Shortest Paths (Dijkstra)
BFS finds the path with fewest hops; Dijkstra finds the path with least total cost. Learn relaxation, the min-heap frontier, and why non-negative weights are required.
What you'll learn
- Why BFS is not enough when edges have costs, and how a priority queue fixes it
- How edge relaxation works and why it is the engine behind Dijkstra
- The O((V+E) log V) complexity and when a binary heap is the right structure
- Where Dijkstra fits in the shortest-path family: BFS, Bellman-Ford, and A*
Before you start
BFS is perfect for unweighted graphs: every edge costs the same, so the first time you reach a node you have found the shortest path to it. Add edge weights — a toll road costs more than a side street, a slow link adds more latency than a fast one — and BFS breaks. It cannot distinguish “four cheap edges” from “four expensive edges.”
Dijkstra’s algorithm solves this with a single rule: always expand the cheapest-so-far frontier node next. That greedy choice, backed by a priority queue, produces the correct shortest path to every reachable node.
The intuition
Imagine you are navigating a city. Some roads have tolls; others are free. You keep a notepad: for every intersection you have reached, you write down the cheapest known route to get there. Each time you have to move, you leave from the intersection with the smallest total cost on your notepad — not the geographically closest one, the cheapest-to-reach one.
When you leave a node you do two things:
- Lock in its distance — because every edge weight is non-negative, no future detour through other nodes can produce a cheaper route to this intersection; any path that continues from here can only stay the same or get more expensive.
- Relax its neighbors — for each neighbor, check whether going through this node beats the neighbor’s current notepad entry. If so, update it.
That process — “check a neighbor; update if cheaper” — is called relaxation (the tentative distance relaxes downward toward the true shortest distance). It is the heart of the algorithm.
Step through it live
Pick any source node, then step through the algorithm one move at a time. Watch how the min-heap frontier (the sorted list on the right) always hands you the cheapest unvisited node, and how each relaxation may cascade updates through the distance table.
Relaxation in detail
For an edge (u, v) with weight w, the relaxation check is:
if dist[u] + w < dist[v]:
dist[v] = dist[u] + w
prev[v] = u # remember how we got here
Starting from a source with dist[source] = 0 and everything else at infinity, every relaxation shrinks a tentative distance. A node is “finalized” the moment it is popped from the priority queue — at that point no future path can improve its distance.
Why a min-heap?
Dijkstra’s efficiency depends on how fast you can answer “which unvisited node has the smallest distance?” A naive scan over all nodes costs O(V) per step, giving O(V²) total — fine for dense graphs but slow for sparse ones. A binary heap supports both operations in O(log V):
| Operation | Binary heap | Naive array |
|---|---|---|
| Extract minimum | O(log V) | O(V) |
| Decrease key | O(log V) | O(1) |
| Total | O((V+E) log V) | O(V²) |
In practice, Python’s heapq is a min-heap. The standard trick is to push (tentative_dist, node) tuples — the heap orders by the first element automatically.
Runnable implementation
Run it: the distances should match what you observed in the widget above.
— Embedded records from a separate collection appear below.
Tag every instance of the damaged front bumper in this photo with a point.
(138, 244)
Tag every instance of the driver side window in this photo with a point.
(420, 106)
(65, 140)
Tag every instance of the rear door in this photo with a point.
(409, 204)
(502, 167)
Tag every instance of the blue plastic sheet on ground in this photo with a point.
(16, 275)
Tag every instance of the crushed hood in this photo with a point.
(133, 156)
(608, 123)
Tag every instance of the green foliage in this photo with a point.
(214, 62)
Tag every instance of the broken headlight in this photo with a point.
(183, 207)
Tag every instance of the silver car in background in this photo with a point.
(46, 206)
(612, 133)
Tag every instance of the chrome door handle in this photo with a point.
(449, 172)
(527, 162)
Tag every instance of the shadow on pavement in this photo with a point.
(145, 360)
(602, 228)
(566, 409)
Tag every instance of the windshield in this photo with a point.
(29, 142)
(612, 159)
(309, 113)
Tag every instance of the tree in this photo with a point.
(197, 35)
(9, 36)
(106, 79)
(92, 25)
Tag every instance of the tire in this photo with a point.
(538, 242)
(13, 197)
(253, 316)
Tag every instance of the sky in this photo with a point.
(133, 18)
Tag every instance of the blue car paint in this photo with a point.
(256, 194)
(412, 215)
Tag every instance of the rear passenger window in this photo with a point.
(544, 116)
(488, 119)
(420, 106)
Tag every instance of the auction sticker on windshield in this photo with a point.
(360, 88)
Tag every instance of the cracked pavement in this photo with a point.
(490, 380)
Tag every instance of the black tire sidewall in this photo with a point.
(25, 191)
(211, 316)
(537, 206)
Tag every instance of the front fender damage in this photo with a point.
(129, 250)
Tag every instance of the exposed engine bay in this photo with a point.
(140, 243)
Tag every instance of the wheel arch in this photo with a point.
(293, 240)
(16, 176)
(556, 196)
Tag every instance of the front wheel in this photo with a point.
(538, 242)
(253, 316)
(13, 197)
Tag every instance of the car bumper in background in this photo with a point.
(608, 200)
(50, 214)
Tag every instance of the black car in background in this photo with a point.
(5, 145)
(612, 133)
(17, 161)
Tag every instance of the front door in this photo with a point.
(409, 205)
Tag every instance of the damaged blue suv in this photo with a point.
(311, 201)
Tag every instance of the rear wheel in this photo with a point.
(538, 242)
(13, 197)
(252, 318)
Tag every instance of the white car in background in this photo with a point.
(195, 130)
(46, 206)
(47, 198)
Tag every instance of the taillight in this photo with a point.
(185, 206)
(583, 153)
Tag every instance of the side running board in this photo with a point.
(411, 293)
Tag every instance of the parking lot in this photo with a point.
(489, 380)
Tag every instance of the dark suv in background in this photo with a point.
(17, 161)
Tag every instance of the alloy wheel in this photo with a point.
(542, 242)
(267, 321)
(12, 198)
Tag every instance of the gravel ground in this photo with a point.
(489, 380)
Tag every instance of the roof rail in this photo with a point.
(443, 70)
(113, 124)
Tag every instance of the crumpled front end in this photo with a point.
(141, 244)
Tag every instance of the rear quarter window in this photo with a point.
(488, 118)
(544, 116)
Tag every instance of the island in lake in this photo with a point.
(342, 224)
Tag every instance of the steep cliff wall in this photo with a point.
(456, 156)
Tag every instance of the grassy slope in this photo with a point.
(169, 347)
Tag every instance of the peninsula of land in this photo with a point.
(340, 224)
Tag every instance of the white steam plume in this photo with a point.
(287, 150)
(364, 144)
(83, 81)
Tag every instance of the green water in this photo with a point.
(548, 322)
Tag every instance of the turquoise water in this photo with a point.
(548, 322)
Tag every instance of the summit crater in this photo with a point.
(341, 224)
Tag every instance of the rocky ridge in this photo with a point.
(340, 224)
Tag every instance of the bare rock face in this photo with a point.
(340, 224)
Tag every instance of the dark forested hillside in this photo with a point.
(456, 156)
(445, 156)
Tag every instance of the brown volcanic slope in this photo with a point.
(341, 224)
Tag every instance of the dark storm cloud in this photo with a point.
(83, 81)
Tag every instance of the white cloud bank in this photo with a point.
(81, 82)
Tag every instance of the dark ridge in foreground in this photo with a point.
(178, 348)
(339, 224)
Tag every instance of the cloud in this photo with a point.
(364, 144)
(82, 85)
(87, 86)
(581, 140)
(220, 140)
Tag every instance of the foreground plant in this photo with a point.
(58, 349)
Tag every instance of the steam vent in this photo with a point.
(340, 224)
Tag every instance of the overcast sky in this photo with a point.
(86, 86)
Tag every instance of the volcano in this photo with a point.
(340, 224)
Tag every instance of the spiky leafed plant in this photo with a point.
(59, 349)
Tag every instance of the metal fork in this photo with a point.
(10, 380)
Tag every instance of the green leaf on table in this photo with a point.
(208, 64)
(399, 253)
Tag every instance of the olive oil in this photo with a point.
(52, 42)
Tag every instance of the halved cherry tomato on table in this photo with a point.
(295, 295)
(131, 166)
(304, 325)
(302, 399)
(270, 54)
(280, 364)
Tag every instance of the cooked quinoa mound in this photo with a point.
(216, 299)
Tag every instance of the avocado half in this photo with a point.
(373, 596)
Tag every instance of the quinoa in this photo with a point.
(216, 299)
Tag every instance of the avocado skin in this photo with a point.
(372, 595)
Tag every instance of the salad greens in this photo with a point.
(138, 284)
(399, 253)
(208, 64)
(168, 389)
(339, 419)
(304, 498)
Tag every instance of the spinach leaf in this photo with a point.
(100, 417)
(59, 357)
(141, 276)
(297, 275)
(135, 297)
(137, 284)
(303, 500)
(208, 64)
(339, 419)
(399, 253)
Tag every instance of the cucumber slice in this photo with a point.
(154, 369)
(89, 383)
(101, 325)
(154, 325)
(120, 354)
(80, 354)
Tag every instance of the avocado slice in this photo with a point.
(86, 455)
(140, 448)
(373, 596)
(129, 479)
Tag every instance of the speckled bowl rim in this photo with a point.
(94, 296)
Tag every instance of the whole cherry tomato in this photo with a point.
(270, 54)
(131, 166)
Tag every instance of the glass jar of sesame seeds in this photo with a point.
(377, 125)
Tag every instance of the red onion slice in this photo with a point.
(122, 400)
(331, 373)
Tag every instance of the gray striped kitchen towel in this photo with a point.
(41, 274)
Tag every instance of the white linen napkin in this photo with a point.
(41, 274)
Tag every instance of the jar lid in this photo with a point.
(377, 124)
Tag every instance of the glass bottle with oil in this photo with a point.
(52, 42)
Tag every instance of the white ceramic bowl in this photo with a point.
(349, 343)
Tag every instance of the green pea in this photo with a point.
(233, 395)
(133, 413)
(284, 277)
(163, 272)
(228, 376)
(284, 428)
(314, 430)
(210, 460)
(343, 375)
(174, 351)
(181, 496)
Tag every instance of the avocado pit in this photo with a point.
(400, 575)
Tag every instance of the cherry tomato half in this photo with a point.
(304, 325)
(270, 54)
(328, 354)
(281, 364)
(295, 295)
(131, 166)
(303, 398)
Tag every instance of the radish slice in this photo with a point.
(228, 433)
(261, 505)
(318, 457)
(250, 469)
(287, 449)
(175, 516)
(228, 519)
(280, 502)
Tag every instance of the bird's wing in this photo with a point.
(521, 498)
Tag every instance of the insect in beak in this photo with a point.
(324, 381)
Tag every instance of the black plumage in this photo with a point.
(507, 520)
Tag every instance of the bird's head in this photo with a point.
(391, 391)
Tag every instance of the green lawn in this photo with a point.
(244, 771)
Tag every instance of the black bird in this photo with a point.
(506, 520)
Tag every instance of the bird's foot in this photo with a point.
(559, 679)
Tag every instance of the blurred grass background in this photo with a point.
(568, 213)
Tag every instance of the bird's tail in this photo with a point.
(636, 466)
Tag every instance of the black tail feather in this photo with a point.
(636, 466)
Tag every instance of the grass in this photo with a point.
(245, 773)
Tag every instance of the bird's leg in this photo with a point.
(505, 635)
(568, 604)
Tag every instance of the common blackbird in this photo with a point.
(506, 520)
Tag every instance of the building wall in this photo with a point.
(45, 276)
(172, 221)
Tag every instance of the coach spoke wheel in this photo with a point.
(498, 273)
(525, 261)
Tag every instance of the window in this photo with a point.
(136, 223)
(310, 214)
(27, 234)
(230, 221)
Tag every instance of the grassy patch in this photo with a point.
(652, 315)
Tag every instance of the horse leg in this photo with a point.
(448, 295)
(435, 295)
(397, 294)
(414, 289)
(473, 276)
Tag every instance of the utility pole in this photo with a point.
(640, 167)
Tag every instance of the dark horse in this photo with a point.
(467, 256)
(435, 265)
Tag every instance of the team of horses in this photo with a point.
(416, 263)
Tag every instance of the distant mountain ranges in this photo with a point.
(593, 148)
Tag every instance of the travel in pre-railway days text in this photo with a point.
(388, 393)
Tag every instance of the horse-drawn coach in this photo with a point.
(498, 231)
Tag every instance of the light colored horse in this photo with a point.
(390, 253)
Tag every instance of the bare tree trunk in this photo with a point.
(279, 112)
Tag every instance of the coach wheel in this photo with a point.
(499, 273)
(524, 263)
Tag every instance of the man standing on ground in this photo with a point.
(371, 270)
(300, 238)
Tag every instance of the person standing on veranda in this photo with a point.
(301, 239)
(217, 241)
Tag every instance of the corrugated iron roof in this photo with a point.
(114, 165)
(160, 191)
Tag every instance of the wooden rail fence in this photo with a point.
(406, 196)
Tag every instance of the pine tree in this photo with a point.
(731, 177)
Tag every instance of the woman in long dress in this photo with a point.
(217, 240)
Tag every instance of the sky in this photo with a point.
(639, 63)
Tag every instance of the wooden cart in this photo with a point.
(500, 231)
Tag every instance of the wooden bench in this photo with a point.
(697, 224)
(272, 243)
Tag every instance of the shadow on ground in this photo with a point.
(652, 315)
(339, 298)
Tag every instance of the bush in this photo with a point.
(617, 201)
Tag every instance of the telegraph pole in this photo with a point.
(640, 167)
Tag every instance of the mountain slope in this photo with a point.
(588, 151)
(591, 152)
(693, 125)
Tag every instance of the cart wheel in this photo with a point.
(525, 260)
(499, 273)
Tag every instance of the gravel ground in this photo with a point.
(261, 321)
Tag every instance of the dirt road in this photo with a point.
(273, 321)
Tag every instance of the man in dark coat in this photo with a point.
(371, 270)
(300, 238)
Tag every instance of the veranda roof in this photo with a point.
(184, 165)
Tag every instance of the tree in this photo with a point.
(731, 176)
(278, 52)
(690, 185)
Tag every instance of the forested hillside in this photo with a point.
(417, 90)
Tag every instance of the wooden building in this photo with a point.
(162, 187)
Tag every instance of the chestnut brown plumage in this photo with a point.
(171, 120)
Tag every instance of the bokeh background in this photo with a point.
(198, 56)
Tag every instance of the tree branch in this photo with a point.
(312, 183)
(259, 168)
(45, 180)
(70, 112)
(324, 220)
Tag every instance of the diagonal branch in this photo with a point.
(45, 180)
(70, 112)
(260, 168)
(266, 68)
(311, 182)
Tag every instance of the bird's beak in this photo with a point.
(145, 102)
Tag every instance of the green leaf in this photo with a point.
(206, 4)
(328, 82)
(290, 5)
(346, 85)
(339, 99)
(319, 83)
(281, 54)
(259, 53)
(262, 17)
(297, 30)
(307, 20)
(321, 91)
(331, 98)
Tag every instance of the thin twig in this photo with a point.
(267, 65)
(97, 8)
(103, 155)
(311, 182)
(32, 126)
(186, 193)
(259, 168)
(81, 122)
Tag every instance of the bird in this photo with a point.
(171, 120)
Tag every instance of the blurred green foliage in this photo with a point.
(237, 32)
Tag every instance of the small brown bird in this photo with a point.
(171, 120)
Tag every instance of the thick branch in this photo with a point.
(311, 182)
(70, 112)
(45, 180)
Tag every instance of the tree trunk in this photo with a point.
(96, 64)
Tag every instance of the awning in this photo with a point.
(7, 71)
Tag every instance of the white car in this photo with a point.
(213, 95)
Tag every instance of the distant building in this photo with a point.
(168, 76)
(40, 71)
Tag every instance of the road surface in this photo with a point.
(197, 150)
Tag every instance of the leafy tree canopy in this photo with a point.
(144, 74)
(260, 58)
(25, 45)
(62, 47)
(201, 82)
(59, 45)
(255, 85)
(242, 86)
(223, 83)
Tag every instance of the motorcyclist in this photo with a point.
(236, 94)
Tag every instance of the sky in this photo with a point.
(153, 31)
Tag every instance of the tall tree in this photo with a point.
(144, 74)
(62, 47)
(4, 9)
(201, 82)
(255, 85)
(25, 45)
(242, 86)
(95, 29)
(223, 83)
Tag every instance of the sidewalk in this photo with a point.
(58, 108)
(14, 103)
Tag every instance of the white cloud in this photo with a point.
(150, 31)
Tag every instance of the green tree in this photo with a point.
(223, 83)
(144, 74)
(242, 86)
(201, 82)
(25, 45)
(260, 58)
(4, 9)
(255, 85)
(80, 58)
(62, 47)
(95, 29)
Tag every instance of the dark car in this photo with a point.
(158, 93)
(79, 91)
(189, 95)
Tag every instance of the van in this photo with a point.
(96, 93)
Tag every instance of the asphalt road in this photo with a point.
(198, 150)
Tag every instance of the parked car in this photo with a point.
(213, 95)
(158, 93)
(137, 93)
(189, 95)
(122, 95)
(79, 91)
The negative-weight problem
Complexity summary
| What | Cost |
|---|---|
| With a binary heap | O((V+E) log V) |
| With a Fibonacci heap | O(V log V + E) — better for dense graphs, rarely worth the code |
| With a plain array | O(V²) — fine when E is close to V² |
For most practical uses — road networks, network routing, sparse graphs — the binary-heap version is the right default.
The shortest-path family
Dijkstra is not the only option. Knowing where it sits helps you pick the right tool:
| Algorithm | Handles negative weights | Handles negative cycles | Complexity |
|---|---|---|---|
| BFS | No (unweighted only) | — | O(V+E) |
| Dijkstra | No | — | O((V+E) log V) |
| Bellman-Ford | Yes | Detects them | O(V*E) |
| A* | No | — | O((V+E) log V), often faster in practice with a good heuristic |
A* is Dijkstra with a heuristic function h(n) that estimates the remaining distance to the target. If the heuristic is admissible (never overestimates), A* is guaranteed to find the shortest path while typically exploring far fewer nodes than plain Dijkstra.
Where this shows up in the real world
Shortest paths are not just about maps:
- IP routing — OSPF and IS-IS protocols use Dijkstra to compute routing tables. Every router knows the cheapest path to every other router in the area.
- Network latency optimization — content delivery networks route requests through the lowest-latency hop sequence.
- Map directions — your navigation app runs a variant of Dijkstra (or A*) on a graph of road segments with travel-time weights.
- Recommendation graphs — “distance” in a user-item graph (inverse of similarity) lets you find the most relevant items to recommend.
- Compiler dependency resolution — build systems find the shortest chain of dependencies to rebuild when a file changes.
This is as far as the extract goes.